Current Research and Scholarly Interests
Secondary septation, the process that marks the alveolar phase of lung development,involves the coordinated activities of multiple different cell types within the lung. Secretion of extracellular matrix components, proliferation and migration of myofibroblasts and epithelial cells, and pulmonary capillary angiogenesis, have been identified as key players in this process. However, in contrast to the identification of multiple transcription factors controlling branching morphogenesis during the early stages of lung development, the regulators that control and coordinate the individual components of alveolarization remain unknown. The nuclear factor kappa-B (NFkB) family of transcription factors plays a key role in regulating cell survival, differentiation, and inflammation, however, a role in lung development has not been previously identified. A main focus of our work is to define a novel function for NFkB in regulating postnatal lung development using mouse models and primary cell lines.

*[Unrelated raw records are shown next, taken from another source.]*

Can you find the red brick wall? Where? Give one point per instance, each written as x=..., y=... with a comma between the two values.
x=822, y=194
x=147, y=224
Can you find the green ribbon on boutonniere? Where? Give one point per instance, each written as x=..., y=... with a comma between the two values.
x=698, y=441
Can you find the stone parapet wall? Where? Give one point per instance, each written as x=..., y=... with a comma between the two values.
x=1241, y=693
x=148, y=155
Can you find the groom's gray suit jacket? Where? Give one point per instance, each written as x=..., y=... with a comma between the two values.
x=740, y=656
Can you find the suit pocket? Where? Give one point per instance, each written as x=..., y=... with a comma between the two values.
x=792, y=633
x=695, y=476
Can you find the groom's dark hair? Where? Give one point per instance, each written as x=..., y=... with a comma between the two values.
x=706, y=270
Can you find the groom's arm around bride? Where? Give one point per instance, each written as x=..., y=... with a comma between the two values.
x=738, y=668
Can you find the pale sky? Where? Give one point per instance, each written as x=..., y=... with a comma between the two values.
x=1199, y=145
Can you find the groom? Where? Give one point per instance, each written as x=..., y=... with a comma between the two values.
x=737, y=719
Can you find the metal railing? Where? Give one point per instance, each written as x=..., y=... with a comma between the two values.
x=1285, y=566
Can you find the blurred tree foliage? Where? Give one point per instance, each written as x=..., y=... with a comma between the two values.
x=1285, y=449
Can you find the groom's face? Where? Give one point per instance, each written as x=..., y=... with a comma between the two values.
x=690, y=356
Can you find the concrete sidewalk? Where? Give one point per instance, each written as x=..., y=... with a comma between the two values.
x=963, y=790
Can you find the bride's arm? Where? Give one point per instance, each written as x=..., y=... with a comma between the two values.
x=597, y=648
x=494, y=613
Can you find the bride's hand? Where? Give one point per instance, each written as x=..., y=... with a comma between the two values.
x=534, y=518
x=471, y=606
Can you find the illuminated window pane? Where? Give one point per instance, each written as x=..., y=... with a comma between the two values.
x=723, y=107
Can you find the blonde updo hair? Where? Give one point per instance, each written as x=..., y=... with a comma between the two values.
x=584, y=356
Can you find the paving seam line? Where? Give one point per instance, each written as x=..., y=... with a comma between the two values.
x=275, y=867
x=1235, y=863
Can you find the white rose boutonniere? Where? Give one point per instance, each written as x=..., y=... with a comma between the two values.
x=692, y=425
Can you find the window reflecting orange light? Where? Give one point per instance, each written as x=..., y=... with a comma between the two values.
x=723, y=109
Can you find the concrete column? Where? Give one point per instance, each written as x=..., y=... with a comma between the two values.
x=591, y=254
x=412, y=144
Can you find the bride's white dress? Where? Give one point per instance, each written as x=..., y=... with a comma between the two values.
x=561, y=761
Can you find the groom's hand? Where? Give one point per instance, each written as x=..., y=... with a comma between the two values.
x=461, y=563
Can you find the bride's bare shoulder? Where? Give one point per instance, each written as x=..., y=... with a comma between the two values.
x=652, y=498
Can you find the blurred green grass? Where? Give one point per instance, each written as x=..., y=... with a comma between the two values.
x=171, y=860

Postnatal pulmonary angiogenesis is essential for alveolarization. We have recently demonstrated a high degree of constitutive NFkB signaling in primary pulmonary endothelial cells (PEC) isolated from neonatal mice as compared to those isolated from adult mice. Furthermore, inhibiting constitutive NFkB activity in the neonatal PEC with either pharmacologic inhibitors or RNA interference, blocked PEC survival, decreased proliferation, and impaired in vitro angiogenesis. In this project we are utilizing RNAi to block the individual components of the NFkB pathway, gene expression analysis, and endothelial specific conditional knock-out mice in order to identify novel NFkB mediated targets that are essential for postnatal pulmonary angiogenesis.
In a separate but related project, we are exploring pathways which help to preserve normal lung development in the setting of lung injury. Both local and systemic infections can injure the lung. Clinical and experimental evidence suggests that unique pathways may exist that serve to protect the immature lung from severe inflammation, and potentially allow for a greater regeneration after injury. Using a murine model of acute respiratory distress syndrome induced by the administration of systemic lipopolysaccharide, we are exploring the molecular mechanisms that serve to protect the lung against injury, and identify how these mechanisms are distinct in immature and mature animals. We believe that the information learned from these studies will be clinically relevant to a broad number of pulmonary diseases including bronchopulmonary dysplasia, asthma, ARDS, and emphysema.